技術者の“匠の技”では対応できない――必然から進めた「スマート化」

 キオクシアは「『記憶』で世界をおもしろくする」をミッションとしている。そのキオクシアがNAND型フラッシュメモリを発明したのは1987年のことだ。それ以来、大容量のデータを保存する記憶用デバイスとして、携帯音楽プレーヤーからデジタルカメラ、ノートPC、スマートフォン、そしてデータセンターまでさまざまな電子機器やシステムに採用され、アプリケーションの進化を支え続けている。

 特にスマートフォンをはじめとしたモバイル機器向けのフラッシュメモリ需要の伸びは目覚ましく、四日市工場はモバイル分野での急速な需要増に応えるべく拡張を続けてきた。同時に、新しい機種が発表されるたびに進化を遂げるスマートフォンでは、フラッシュメモリの大容量化や高性能化、小型化、薄型化などが常に求められるようになる。キオクシアは、メモリセルの微細化や多値化、メモリセルを積層する3次元化などのさまざまな技術革新によってこうした要求に応えてきた。その結果、容量と性能は飛躍的に向上し、1990年代には256Mビットだったフラッシュメモリの容量は、現在は最大で2Tビットまで高まっている。

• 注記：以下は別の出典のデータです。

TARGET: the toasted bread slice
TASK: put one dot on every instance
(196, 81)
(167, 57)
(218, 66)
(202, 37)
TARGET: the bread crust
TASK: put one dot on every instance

 一方で、フラッシュメモリが進化するにつれてメモリの構造は複雑になり、製造の難易度は増す。キオクシアの3次元フラッシュメモリ「BiCS FLASH」(注1)では、数μmにも満たない高さに最新の製品では200層を超えるメモリセルを積層している上に、メモリセルには、インフルエンザウイルスと同等サイズの直径100nmの穴が、1cm角に100億個の密度で空けられている。さらにその穴の内側には、DNAの幅と同じ2~3nmの厚さで均一に膜が作られる。キオクシアの3次元フラッシュメモリ「BiCS FLASH第8世代」では、CMOS回路用ウエハーとメモリセル用ウエハーを別のプロセスで製造し、その2枚のウエハーを高精度に貼り合わせる「CBA(CMOS directly Bonded to Array)」技術が使われている。貼り合わせは「ウエハーの直径を1kmとすると、1mmずれるかずれないか」という精度でコントロールされる。四日市工場では、原子レベルの制御が必要になる極めて微細で精密なモノづくりが行われているのだ。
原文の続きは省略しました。